Tuesday, 09/29/2020, Time: 11am – 12:15pmIndividual-centered Partial Information in Social Networks
Prof. Xin Tong, Assistant Professor
Data Sciences and Operations
University of Southern California
Most existing statistical network analysis literature assumes a global view of the network, under which community detection, testing, and other statistical procedures are developed. Yet in the real world, people frequently make decisions based on their partial understanding of the network information. As individuals barely know beyond friends’ friends, we assume that an individual of interest knows all paths of length up to L = 2 that originate from her. As a result, this individual’s perceived adjacency matrix B differs significantly from the usual adjacency matrix A based on the global information. The new individual-centered partial information framework sparks an array of interesting endeavors from theory to practice. Key general properties on the eigenvalues and eigenvectors of BE , a major term of B, are derived. These general results, coupled with the classic stochastic block model, lead to a new theory-backed spectral approach to detect the community memberships based on an anchored individual’s partial information. Real data analysis delivers interesting insights that cannot be obtained from global network analysis.

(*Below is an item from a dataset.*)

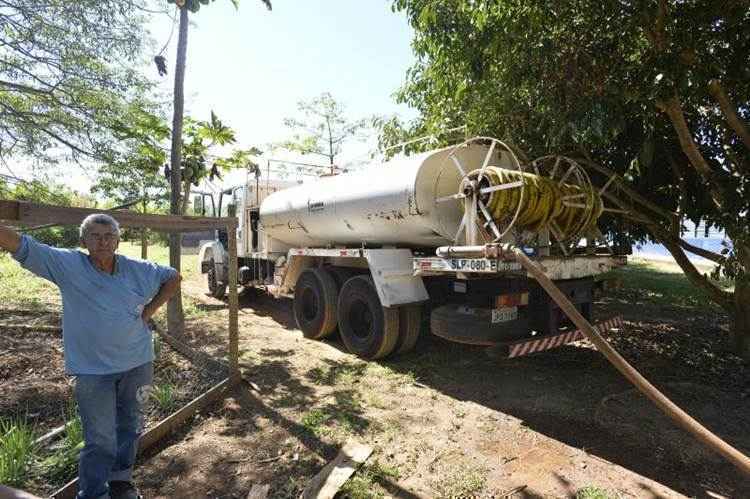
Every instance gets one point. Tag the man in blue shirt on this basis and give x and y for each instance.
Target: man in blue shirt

Dr. Xin Tong is an assistant professor at the Department of Data Sciences and Operations, University of Southern California. His research focuses on asymmetric supervised and unsupervised learning, high-dimensional statistics, and network-related problems. He is an associate editor for Journal of the American Statistical Association and Journal of Business and Economic Statistics. Before joining the current position, he was an instructor of statistics in the Department of Mathematics at the Massachusetts Institute of Technology. He obtained his Ph.D. in Operations Research from Princeton University.

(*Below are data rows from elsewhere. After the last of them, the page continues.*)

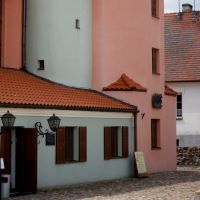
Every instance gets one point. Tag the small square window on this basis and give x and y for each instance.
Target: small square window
(41, 65)
(155, 8)
(71, 145)
(155, 133)
(155, 61)
(115, 142)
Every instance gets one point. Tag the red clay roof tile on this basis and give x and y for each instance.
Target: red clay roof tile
(124, 83)
(182, 48)
(19, 88)
(169, 91)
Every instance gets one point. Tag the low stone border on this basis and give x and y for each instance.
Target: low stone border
(188, 156)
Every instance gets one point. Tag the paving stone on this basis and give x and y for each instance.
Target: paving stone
(178, 185)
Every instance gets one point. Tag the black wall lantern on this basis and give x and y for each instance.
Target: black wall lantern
(157, 101)
(54, 123)
(8, 120)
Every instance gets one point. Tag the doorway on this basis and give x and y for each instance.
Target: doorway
(19, 150)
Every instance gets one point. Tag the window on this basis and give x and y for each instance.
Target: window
(115, 142)
(71, 145)
(179, 113)
(155, 133)
(155, 8)
(41, 65)
(155, 61)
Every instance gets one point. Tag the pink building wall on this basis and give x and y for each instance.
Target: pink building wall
(11, 50)
(124, 33)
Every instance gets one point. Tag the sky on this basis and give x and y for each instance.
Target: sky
(172, 5)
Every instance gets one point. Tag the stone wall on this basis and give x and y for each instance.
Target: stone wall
(188, 156)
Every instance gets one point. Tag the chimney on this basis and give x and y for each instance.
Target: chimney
(186, 7)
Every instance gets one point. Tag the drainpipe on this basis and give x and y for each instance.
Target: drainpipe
(135, 142)
(24, 12)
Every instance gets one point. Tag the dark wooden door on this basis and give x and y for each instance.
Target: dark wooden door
(26, 160)
(6, 150)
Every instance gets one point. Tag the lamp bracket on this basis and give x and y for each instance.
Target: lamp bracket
(38, 126)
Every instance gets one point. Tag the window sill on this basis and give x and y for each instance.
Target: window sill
(119, 157)
(179, 118)
(69, 162)
(155, 17)
(155, 148)
(40, 69)
(156, 73)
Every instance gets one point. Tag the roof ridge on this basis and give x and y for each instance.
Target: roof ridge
(24, 88)
(127, 81)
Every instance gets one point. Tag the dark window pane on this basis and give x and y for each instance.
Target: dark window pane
(71, 144)
(179, 105)
(114, 141)
(179, 98)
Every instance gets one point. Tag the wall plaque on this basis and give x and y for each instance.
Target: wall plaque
(140, 164)
(157, 101)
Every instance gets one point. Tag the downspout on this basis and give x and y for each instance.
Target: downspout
(135, 142)
(24, 12)
(1, 19)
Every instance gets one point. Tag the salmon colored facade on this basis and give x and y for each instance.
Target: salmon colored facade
(11, 36)
(124, 33)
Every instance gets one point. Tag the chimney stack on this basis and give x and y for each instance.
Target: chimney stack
(186, 7)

Thursday, 09/24/2020, Time: 11am – 12:15pmActive Learning and Projects with Engaging Contexts: Keys to Successful Teaching of Applied Statistics Face-to-Face and Remotely
Mahtash Esfandiari, Senior Lecturer
Stephanie Stacy, Graduate Student
Samuel Baugh, Graduate Student
UCLA Department of Statistics
The objective of this presentation is to: 1) elaborate a theoretical model that underlies successful teaching of applied statistics face-to-face and remotely, 2) explain the teaching and learning, strategies that helped us reach the objectives underlying the proposed model, and 3) describe the evaluation strategies we used to assess the extent to which we reached our objectives in face-to-face and remote teaching. Sample projects as well as with quantitative and qualitative findings will be presented from courses on “Introduction to Statistical Consulting” and “Linear Models” to elaborate the application of the theoretical model proposed to teaching of applied statistics pre-pandemic face-to-face and post-pandemic on zoom.